TROLLing dataset no. 100 is published!

The Tromsø Repository of Language and Linguistics (TROLLing) is happy to announce the publication of the 100th dataset in the repository!

Congrats to Lukas Sönning from the University of Bamberg as the author of this special dataset in TROLLing! His dataset on the acquisition of two English vowel categories by German L2 learner (Sönning 2021) marks a further important milestone in the history of TROLLing. The dataset is part of a series of seven datasets that Lukas Sönning has published in TROLLing to support his dissertation Phonological variation in German Learner English (Sönning 2020) defended at the University of Bamberg.

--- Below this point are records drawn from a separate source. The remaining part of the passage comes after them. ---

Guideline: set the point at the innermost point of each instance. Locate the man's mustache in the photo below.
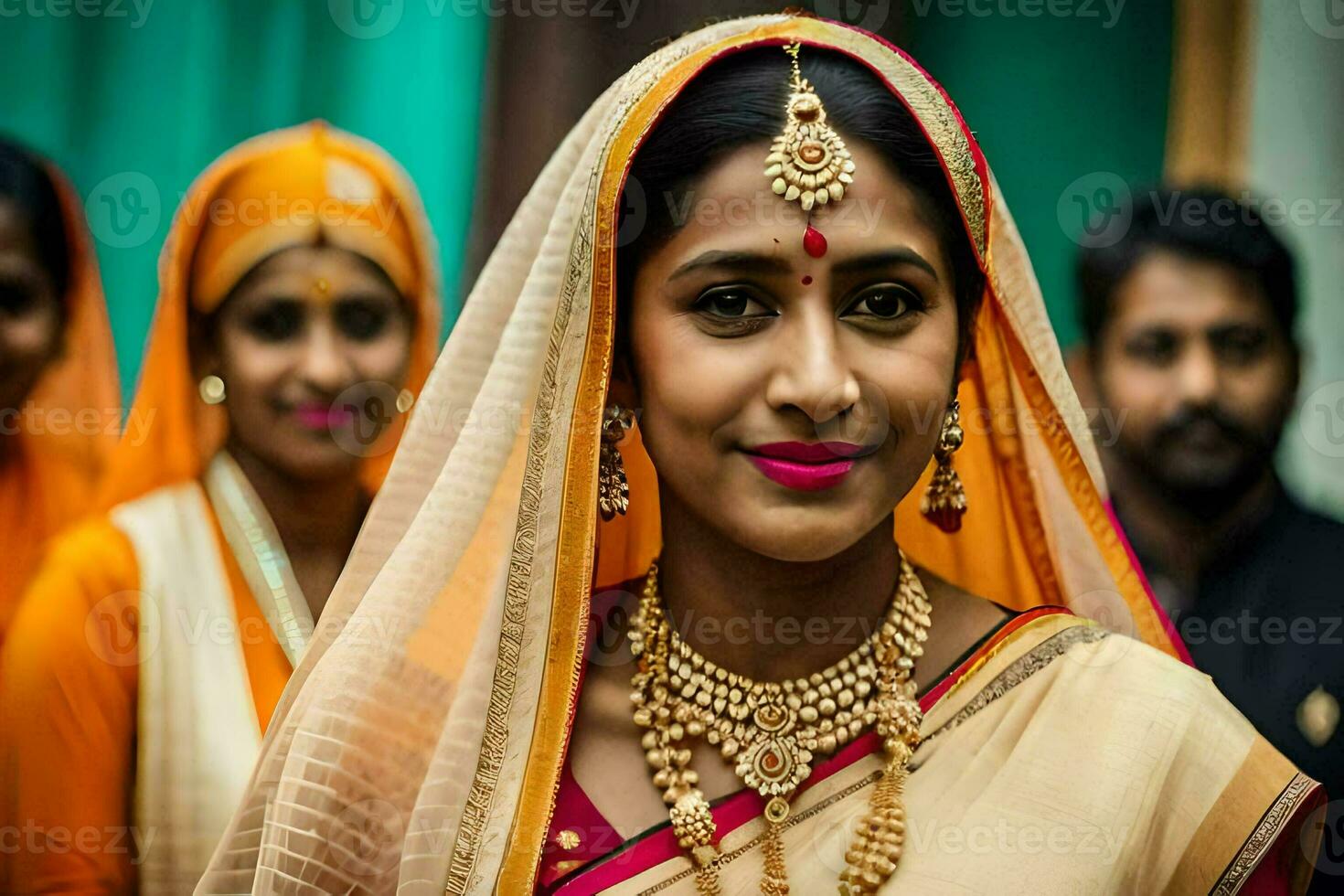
(1189, 417)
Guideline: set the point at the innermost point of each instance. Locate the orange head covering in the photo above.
(302, 186)
(68, 425)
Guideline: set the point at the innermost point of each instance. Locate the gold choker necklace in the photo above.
(774, 730)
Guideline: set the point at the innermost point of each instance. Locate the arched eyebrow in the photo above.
(743, 262)
(757, 263)
(884, 258)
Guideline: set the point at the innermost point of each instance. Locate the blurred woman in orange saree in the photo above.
(59, 402)
(297, 318)
(763, 311)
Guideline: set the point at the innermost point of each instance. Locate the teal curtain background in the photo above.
(145, 101)
(1067, 111)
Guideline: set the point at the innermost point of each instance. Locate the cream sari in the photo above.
(420, 746)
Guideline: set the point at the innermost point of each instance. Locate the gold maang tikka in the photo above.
(808, 162)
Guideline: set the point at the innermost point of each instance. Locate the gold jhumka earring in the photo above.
(945, 501)
(773, 731)
(211, 389)
(613, 491)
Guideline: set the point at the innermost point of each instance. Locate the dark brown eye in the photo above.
(1156, 348)
(16, 298)
(886, 301)
(730, 303)
(360, 318)
(274, 321)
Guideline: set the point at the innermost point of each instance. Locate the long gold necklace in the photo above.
(774, 730)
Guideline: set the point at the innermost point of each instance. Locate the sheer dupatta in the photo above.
(420, 743)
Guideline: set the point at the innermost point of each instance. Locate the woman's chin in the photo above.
(801, 535)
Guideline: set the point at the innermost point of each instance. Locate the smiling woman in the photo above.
(155, 641)
(730, 427)
(58, 378)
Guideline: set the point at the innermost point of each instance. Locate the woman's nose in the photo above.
(325, 363)
(811, 371)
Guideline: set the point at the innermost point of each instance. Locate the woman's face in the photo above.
(30, 311)
(312, 348)
(749, 354)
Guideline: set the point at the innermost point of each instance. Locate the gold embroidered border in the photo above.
(1019, 670)
(1257, 845)
(648, 93)
(789, 822)
(495, 738)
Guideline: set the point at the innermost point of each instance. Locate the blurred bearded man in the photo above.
(1189, 346)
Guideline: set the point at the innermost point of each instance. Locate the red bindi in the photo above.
(814, 242)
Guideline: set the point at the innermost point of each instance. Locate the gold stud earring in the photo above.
(211, 389)
(613, 491)
(945, 501)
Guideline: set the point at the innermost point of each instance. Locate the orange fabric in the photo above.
(70, 673)
(312, 191)
(69, 425)
(182, 432)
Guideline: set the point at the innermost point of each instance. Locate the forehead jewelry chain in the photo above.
(773, 731)
(808, 163)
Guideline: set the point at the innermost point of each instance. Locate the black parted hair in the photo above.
(740, 100)
(26, 183)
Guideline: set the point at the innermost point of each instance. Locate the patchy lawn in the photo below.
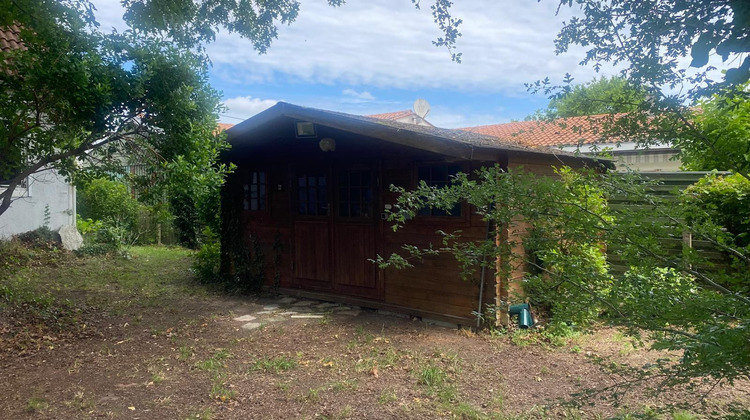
(138, 338)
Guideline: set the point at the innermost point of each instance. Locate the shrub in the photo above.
(42, 236)
(207, 259)
(723, 200)
(108, 201)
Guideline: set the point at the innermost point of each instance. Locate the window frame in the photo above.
(263, 185)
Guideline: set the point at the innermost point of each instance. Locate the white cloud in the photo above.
(244, 107)
(352, 94)
(389, 44)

We are glad that more and more researchers are discovering TROLLing as a curated and trustworthy repository for sharing their data in way that is aligned with the FAIR Guiding Principles for scientific data management and stewardship (Wilkinson et al. 2016). Based on the Dataverse repository software, TROLLing was launched in 2014 and has ever since been operated by the University Library at UiT The Arctic University of Norway. The establishment of the repository was initiated by professors Laura A. Janda and Tore Nesset, both working with Russian linguistics at UiT. Laura and Tore’s mission was to provide linguists worldwide with a trustworthy, community-driven repository where they could share their research data, statistic code and other linguistic material and thus promote the transparency and reproducibility of linguistic studies. The repository is managed and curated by Helene N. Andreassen and Philipp Conzett, both Senior Subject Librarians for Linguistics at the UiT Library. TROLLing is a special collection within DataverseNO (https://dataverse.no/), which in 2020 was CoreTrustSeal certified as a sustainable and trustworthy repository.

Though 100 datasets over a period of more than six years may not seem a lot, the increasingly steady influx of dataset submissions from both established researchers and junior newcomers that we have seen during the last year indicates that focus on transparency and reproducibility of linguistic research is gaining ground in the international scholarly community.

Ever since the beginning, the curators of TROLLing have sought to learn from and contribute to the international discussion on good research data management. Since 2016 they have been active members of the Research Data Alliance Linguistic Data Interest Group, a community-based network which so far has worked out The Austin Principles of Data Citation in Linguistics (2018) and The Tromsø Recommendations for Citation of Research Data In Linguistics (2019). Several of its members have also contributed to the forthcoming Open Handbook of Linguistic Data Management.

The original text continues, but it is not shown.